Lyubov Sobol, a lawyer who has worked for Rospil for two years, is optimistic that she and her colleagues will be able to carry on. Navalny and his team have talked about the possibility of a prison sentence and "different scenarios for development," Sobol said.
"We came to a conclusion that what we do at the Foundation will go on regardless," Sobol said. "All of the employees are independent and know their job well."
At Navalny's election headquarters in central Moscow, dotted with bright pink desks and white chairs, dozens of cheerful volunteers canvass voters by phone and push Navalny's mayoral candidacy on social media. The possibility of prison for their candidate does not seem to faze them.

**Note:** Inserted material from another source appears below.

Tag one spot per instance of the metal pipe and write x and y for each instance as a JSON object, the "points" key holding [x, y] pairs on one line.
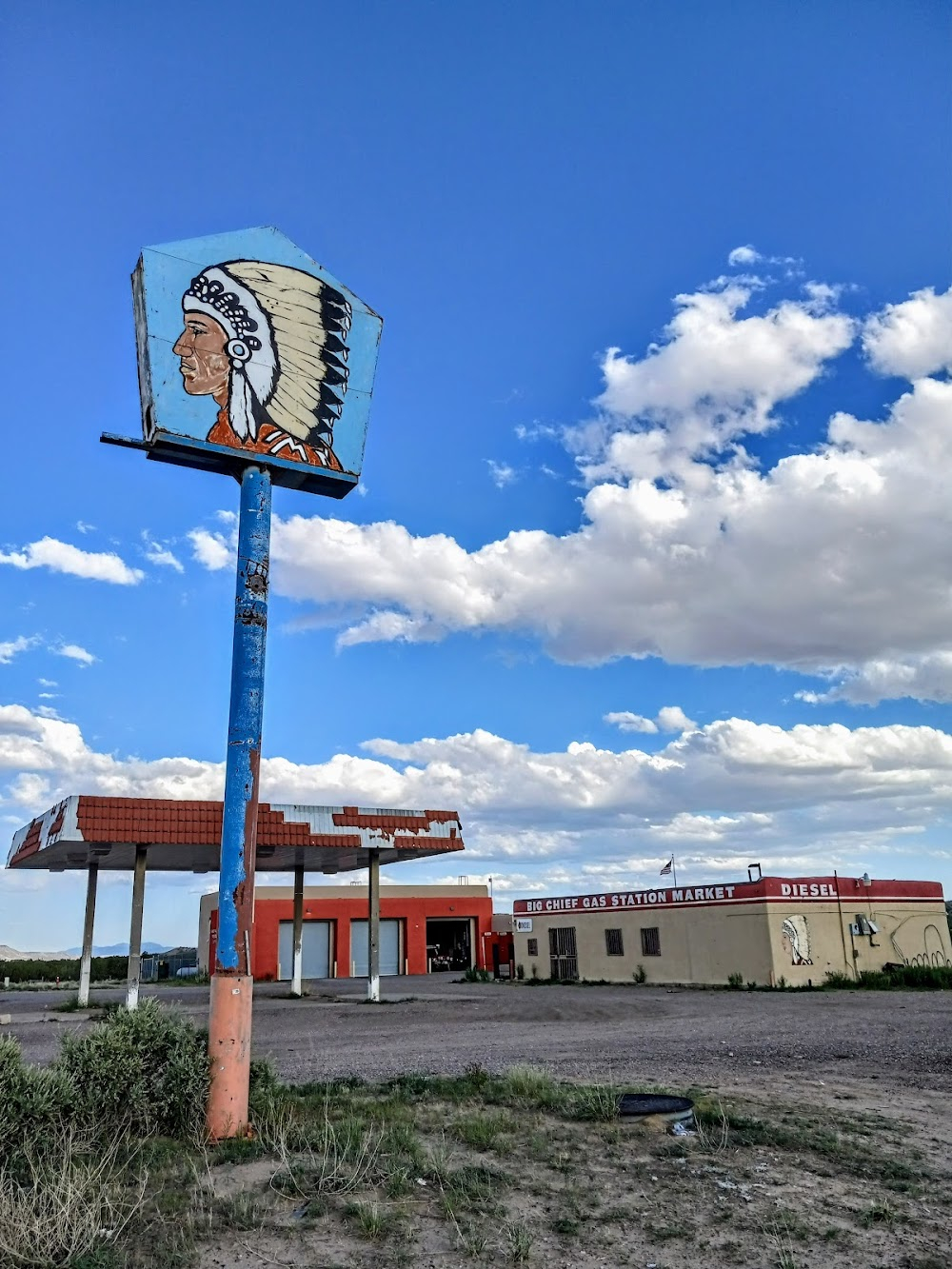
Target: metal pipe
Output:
{"points": [[373, 929], [230, 1005], [842, 932], [139, 895], [299, 932], [87, 961]]}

Volunteer Oleg Kozlovsky, 29, said the lawyer's supporters "try to focus on things that we can change" rather than on something "as unpredictable as the weather."
"If Alexei gets a prison sentence, the number of volunteers and supporters will only increase," he said.
But Navalny's conviction could undermine the fund's activities by robbing it of its vocal leader. Imprisonment could also spook potential donors.
"Navalny will carry on with his activities in so far as it's possible in incarceration, but it's impossible to fight corruption out of prison," said Alexei Makarkin of the Center for Political Technologies.
According to Makarkin, potential donors became more cautious bankrolling the opposition since President Vladimir Putin's crackdown on the protest movement last spring, and their fears could get even worse.
"They may have problems with the financing," Makarkin said. "In financing, a lot of things are based on personal relations, and Navalny is a charismatic figure, he was able attract investors and donors."
The protest rallies of 2011 and 2012 were largely peaceful, authorized gatherings, attracting thousands of middle-class Russians who had not been to the largely marginal protests of the past decade. But this may be changing with Thursday's verdict for the central leader of those protests. Navalny's supporters are already planning a rally that evening just outside the Kremlin walls — despite the fact that authorities refused to give the green light. The Facebook page of the event has more than 6,500 people listed as going.
Campaign volunteer Alexei, a 20-year-old law student, said he had never been to an unsanctioned rally, but would take the risk Thursday if Navalny were sentenced to prison.
"Moscow authorities left us no choice," said Alexei, who asked that his last name not be used for fear of being expelled from university, something he has seen happen to his friends before.
A guilty verdict for Navalny is "probable and even inevitable," said Shevtsova of Carnegie, but it still has yet to be seen how strong a blow for the opposition movement this will be. "So far, Navalny is not a Boris Yeltsin," Shevtsova said, referring to Russia's first president, who rode an unstoppable popular movement to power.
Longer-term consequences of Navalny's convictions could be more dangerous for the Kremlin than unsanctioned protests on the day of the verdict. State-television has vilified Navalny, portraying him as a corrupt rich Muscovite who defrauded an impoverished timber company.
But his imprisonment alone could turn Navalny into a victim of the Kremlin intrigue.
Makarkin said a conviction could give Navalny a new role: "People's martyr sent to jail by corrupt officials."